Yola Monakhov Stockton: The Nature of Imitation
Yola Monakhov Stockton has a unique background, one that you would never expect after looking through today’s body of work The Nature of Imitation. For years, she worked as a photojournalist shooting in various conflict zones all over the world, though now that part of her life has long passed. Yola’s new monograph embraces a romantic way of looking at photography, one that activates the beauty of study and examination. Her heavy hand reveals processes, both in camera and through development, that burst with color and amplify our human attraction to nature. The Nature of Imitation, published by Schilt Publishing & Gallery in Amsterdam this year, is Yola’s first monograph. Concurrently, this work will be on display at Rick Wester Fine Art till October 24.

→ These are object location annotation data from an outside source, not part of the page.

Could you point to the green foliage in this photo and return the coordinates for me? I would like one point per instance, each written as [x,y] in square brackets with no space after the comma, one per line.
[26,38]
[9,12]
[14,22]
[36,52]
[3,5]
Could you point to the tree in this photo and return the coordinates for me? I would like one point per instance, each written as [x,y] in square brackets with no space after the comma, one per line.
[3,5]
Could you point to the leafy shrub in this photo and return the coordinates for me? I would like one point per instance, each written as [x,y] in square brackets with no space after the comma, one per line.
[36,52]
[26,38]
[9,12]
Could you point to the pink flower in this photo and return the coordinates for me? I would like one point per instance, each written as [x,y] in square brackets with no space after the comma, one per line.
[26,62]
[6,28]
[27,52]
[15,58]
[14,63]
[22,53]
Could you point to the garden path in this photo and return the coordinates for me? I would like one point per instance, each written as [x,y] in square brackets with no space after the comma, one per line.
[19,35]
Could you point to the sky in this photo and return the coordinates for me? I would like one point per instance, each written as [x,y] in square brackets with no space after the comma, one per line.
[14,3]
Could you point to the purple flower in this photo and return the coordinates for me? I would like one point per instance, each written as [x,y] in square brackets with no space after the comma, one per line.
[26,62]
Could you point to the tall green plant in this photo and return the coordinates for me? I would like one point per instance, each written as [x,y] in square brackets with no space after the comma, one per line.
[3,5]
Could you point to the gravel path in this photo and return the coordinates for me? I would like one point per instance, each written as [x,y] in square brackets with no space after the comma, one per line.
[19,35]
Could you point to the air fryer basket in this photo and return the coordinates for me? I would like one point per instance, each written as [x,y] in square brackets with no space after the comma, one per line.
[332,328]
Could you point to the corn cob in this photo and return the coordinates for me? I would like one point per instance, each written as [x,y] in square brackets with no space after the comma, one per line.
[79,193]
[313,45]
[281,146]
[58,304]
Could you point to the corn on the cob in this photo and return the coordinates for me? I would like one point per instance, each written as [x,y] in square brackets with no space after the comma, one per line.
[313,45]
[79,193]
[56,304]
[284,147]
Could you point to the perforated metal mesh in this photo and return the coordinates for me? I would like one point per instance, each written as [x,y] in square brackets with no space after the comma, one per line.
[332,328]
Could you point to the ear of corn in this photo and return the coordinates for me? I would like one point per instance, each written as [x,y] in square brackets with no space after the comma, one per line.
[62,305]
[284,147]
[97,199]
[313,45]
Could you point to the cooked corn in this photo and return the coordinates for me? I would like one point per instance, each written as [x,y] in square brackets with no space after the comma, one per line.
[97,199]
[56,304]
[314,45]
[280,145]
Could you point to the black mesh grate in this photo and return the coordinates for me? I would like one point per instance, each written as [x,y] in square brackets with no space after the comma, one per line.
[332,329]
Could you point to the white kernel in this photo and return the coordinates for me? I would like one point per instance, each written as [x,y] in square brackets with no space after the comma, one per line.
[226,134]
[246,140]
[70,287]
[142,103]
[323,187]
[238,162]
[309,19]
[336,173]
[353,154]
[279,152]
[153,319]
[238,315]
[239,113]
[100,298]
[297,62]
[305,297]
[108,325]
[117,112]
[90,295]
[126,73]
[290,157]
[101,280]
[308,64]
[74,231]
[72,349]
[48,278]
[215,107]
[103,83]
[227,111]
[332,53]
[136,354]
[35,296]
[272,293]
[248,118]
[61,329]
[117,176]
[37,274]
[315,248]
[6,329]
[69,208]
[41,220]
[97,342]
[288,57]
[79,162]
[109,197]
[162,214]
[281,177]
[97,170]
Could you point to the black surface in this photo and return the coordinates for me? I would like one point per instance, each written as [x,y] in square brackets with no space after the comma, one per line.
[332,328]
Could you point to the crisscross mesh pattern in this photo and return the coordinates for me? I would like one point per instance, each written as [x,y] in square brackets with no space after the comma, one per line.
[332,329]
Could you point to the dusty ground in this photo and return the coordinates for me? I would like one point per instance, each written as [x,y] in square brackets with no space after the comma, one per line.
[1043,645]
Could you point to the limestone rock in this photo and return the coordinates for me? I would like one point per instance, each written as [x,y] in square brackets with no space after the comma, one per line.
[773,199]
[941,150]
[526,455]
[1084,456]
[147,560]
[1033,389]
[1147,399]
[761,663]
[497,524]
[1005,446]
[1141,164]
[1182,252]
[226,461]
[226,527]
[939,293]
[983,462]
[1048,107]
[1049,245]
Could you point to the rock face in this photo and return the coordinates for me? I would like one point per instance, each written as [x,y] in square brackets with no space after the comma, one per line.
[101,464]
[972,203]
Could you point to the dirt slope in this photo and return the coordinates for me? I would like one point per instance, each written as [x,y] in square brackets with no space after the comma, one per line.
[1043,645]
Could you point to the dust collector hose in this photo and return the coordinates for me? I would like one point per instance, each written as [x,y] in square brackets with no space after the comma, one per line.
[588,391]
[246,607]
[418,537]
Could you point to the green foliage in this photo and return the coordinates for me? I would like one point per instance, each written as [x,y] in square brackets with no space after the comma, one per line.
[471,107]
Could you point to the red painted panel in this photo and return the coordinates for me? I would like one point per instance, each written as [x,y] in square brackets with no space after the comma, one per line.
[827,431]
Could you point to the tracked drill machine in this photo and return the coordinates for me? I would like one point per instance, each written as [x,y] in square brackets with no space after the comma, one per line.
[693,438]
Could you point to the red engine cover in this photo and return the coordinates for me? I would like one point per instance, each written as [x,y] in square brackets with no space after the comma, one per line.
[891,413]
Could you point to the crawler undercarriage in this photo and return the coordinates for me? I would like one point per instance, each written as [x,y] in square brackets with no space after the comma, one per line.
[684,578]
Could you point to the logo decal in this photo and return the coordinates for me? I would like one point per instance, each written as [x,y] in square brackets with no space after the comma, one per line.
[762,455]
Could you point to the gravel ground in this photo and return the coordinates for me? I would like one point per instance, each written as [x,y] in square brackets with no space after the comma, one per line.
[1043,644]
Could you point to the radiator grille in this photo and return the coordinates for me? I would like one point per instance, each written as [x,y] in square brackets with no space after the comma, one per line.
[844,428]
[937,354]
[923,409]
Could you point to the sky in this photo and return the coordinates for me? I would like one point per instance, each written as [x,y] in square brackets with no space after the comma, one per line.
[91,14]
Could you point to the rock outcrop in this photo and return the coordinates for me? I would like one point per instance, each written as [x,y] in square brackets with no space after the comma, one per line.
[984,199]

Yola was born in Moscow, in the former Soviet Union, and grew up in New York City. She studied Comparative Literature and received a Master’s degree in Italian from Columbia University. From 1999 to 2005, she worked as a freelance photographer for the New York Daily News and the Trust for Public Land, as well as in Afghanistan, the Baltic countries, the Caucasus, Central Asia, Iraq, Israel and the Palestinian territories, Iran, Jordan, Kosovo, Pakistan and Russia. Her work has appeared in The Guardian, Harper’s, Esquire, Le Monde, Marie Claire, El Mundo, The New York Times, Newsweek, Der Spiegel, Time and US News and World Report. From 2005 to 2011, she regularly photographed for The New Yorker. After completing an MFA at Columbia in 2007, she taught at Columbia, the International Center of Photography, LaGuardia Community College, and Pace. Since 2011, she has been Harnish Visiting Artist at Smith College. Solo exhibitions include Alice Austen House, Aviary, Hampshire, Old Dominion University, Sasha Wolf, and Rick Wester Fine Art, where her work will be on view in two concurrent exhibitions this fall. She lives in Northampton, Massachusetts with her husband and two children.
The Nature of Imitation
By looking closely at living birds in the field through the materiality of color film and studio props, this forthcoming book explores the connection between seeing, knowing, and wanting. In detailed, hyper–real photographs that recall the decorative drawings of natural history, the work evokes the delicate experience of holding a bird, against traditions of landscape representation in religious iconography, Renaissance frescoes and tapestries, and Modernist painting and sculpture. Through collaborations with scientists, ecologists, and naturalists on the Massachusetts coast, and at universities and research centers across the Northeast and in Costa Rica, the photographer gained access to wild birds captured for banding, before their release, and those captive in labs. Alongside photographs taken in orchards, gardens, and on wooded paths, the work cultivates a vocabulary of techniques that attend to the process of making, such as light leaks on film, objects acting as masks inside the camera, or evidence of equipment, paper backdrops, and cut–out shapes. The field becomes an improvised studio, a living picture plane. The series draws on the contact–printed albums of Anna Atkins and illustrations of John James Audubon, and revisits positivist modes of photographic representation against a contemporary and personal awareness of the fragility of place.
The work derives from the photographer’s background as a documentary photographer in fields of conflict, where the deeply-felt experience of presence and witnessing sometimes clashed with the aesthetics of the resulting photographs, which were steeped in the exigencies of narrative. Here, in the constructed field of a pictorial space, the artist wished to make work in the field, in the place of the living objects depicted, but to do so as if in a studio, a place of making, control, and imagination.